Battles and Commanders ·
About
Battles and Commanders is a Wikipedia scraper and API that serves historical battles, commanders
and their factions. You can try the API and read its documentation here.
This project is still work in progress. Also, consider that scrapers are brittle: they are
subject to the webpage's HTML structure updates, and if Wikipedia decides to alter its HTML, this
scraper may stop working if not properly updated.
Setup
Development
For both the scraper and the API, settings may be changed by editing the file in config/config.yaml
,
but I see no reason to change their current values.
Scraper
$ go run cmd/scraper/main.go
After a successful run, the file data.json
should have been created at the root dir of this
project, containing normalized battles, factions and commanders.
API
-
Make sure you have a Postgres instance running.
-
Turn on the API on port 3000:
$ go run cmd/api/main.go
-
If you have not yet, then you will need to also run the seeder. The seeder can setup the database
by either reading from local files or from remote files whose URLs have been supplied:
$ go run cmd/seeder/main.go -dataURL="https://bit.ly/3dOeqyZ"
If you already ran the scraper and the data.json
file is available in the root dir of the
project, then the dataURL
option is unnecessary.
Running via Docker
# Start database and app server via docker-compose
$ docker-compose up -d
# Additionally, seeders should be ran
$ docker exec api ./seeder -dataURL="https://bit.ly/3dOeqyZ"
# Stop docker containers:
$ docker-compose stop
Now the api should be available on port 3000 of your machine.
Installing for use with your own Go projects
Some of the functionality used by both the scraper and the API is publicly available for use outside
this project, inside the pkg
dir. To install, simply run:
$ go get github.com/sasalatart/batcoms
Some usage examples include:
-
Scraping a list of potential battles (names and urls only, false positives may be included):
package main
import (
"github.com/sasalatart/batcoms/pkg/logger"
"github.com/sasalatart/batcoms/pkg/scraper/list"
)
func main() {
loggerService := logger.NewDiscard() // Or anything that implements logger.Interface
potentialBattles := list.Scrape(loggerService)
}
-
Scraping specific battles:
package main
import (
"github.com/sasalatart/batcoms/pkg/logger"
"github.com/sasalatart/batcoms/pkg/scraper/battles"
)
func main() {
loggerService := logger.NewDiscard() // Or anything that implements logger.Interface
scraperService := battles.NewScraper(loggerService)
austerlitz, err := scraperService.ScrapeOne("https://en.wikipedia.org/wiki/Battle_of_Austerlitz")
// Handle error and optionally do something with normalized Battle of Austerlitz...
actium, err := scraperService.ScrapeOne("https://en.wikipedia.org/wiki/Battle_of_Actium")
// Handle error and optionally do something with normalized Battle of Actium...
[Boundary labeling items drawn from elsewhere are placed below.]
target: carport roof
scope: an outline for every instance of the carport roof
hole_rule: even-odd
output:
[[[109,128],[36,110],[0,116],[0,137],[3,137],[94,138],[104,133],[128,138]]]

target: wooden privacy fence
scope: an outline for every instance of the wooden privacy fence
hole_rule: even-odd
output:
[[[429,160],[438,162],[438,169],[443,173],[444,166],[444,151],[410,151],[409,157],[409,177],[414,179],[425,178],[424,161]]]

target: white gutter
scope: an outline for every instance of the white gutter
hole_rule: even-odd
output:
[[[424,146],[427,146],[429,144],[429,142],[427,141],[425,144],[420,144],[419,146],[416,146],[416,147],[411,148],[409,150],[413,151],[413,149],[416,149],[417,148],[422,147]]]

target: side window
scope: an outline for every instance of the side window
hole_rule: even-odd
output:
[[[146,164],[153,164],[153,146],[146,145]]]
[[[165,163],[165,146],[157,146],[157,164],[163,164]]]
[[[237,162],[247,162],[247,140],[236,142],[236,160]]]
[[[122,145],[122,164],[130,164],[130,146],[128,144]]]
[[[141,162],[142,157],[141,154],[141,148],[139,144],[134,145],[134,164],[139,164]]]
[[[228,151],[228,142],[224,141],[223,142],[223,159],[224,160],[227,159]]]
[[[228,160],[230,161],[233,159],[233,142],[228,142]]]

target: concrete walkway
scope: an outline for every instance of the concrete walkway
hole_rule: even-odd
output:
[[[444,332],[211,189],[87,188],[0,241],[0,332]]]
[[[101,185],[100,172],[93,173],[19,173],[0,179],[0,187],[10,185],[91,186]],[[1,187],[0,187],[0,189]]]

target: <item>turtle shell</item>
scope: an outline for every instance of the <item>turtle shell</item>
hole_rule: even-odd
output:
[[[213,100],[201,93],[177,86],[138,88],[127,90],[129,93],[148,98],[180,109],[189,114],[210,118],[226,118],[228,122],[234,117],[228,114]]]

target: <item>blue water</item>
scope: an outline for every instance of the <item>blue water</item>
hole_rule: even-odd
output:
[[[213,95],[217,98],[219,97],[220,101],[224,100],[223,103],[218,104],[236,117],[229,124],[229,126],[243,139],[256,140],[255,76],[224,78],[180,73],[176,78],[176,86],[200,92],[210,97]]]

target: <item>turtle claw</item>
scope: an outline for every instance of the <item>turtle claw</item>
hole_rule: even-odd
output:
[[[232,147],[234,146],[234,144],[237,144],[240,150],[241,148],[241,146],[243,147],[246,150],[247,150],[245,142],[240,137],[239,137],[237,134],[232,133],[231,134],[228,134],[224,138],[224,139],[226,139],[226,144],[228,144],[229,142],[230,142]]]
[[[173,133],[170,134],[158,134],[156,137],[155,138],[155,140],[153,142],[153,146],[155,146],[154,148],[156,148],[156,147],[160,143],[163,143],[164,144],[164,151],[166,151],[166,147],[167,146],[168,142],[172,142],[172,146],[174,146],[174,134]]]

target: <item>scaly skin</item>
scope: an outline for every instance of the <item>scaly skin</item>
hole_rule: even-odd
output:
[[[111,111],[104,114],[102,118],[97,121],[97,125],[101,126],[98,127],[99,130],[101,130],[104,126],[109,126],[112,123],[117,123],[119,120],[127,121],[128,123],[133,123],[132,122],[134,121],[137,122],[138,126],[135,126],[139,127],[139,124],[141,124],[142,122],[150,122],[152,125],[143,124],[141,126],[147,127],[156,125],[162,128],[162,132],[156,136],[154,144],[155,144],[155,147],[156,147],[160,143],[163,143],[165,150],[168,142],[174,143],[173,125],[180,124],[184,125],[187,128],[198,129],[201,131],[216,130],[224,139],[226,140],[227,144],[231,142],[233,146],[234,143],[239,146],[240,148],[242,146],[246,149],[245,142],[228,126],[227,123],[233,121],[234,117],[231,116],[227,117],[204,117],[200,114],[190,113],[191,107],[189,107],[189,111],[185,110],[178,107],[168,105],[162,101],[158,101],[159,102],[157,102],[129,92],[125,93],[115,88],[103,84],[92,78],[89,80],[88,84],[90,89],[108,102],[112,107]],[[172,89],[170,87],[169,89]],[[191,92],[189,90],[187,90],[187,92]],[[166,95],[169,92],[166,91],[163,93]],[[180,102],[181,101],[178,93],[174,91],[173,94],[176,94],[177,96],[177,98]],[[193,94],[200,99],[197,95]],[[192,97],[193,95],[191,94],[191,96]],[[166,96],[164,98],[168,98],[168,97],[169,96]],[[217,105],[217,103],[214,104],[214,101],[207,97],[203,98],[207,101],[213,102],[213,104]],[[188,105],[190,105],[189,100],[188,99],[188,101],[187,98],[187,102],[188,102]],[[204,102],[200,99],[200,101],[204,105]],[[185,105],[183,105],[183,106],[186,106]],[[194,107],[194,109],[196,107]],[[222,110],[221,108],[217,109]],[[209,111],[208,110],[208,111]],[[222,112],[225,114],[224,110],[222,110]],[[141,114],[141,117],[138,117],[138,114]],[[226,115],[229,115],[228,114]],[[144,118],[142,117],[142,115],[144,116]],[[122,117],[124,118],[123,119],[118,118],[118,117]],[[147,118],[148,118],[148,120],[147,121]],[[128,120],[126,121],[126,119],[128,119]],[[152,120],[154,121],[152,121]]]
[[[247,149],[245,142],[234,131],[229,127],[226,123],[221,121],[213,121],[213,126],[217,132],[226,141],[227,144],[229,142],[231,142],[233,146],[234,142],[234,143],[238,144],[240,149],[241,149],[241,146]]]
// Each battle contains normalized data (ids of factions and commanders), so we export everything
data := scraperService.Data()
// Do something with data.BattlesByID, data.FactionsByID and/or data.CommandersByID...
}
-
Cleaning scraped text:
package main
import "github.com/sasalatart/batcoms/pkg/strclean"
func main() {
input := "Soviet victory:[1]\n\nDestruction of the German 6th Army"
output := strclean.Apply(input) // "Soviet victory: Destruction of the German 6th Army"
}
-
Parsing Wikipedia's Info Box date text (accuracy improvements are still WIP...):
package main
import "github.com/sasalatart/batcoms/pkg/dates"
func main() {
d1 := "January-March 309 B.C."
parsed1, err := dates.Parse(d1)
// []dates.Historic{
// dates.Historic{ Year: 309, Month: 1, Day: 0, IsBCE: true },
// dates.Historic{ Year: 309, Month: 3, Day: 0, IsBCE: true },
// }
// Handle error and do something with parsed1...
d2 := "July 6, 1950; 69 years ago (1950-07-06)"
parsed2, err := dates.Parse(d2)
// []dates.Historic{dates.Historic{ Year: 1950, Month: 7, Day: 6, IsBCE: false }}
// Handle error and do something with parsed2...
}
Testing
Unit & integration tests have been included. In order to run the integration tests properly, the API
must be running in test
mode, and Postgres should also be running. Tests can be ran as follows:
# Shell 1: Turn on the API in test mode
$ go run cmd/api/main.go -test
# Shell 2: Run the actual tests
$ go test ./...
Credits
Special thanks to Wikipedia and the content-creators that have provided the historical
data served and scraped by this app, and which are licensed as Creative Commons
Attribution-ShareAlike 3.0 Unported License.
License
Copyright (c) 2020, Sebastián Salata Ruiz-Tagle
Battles and Commanders is MIT licensed.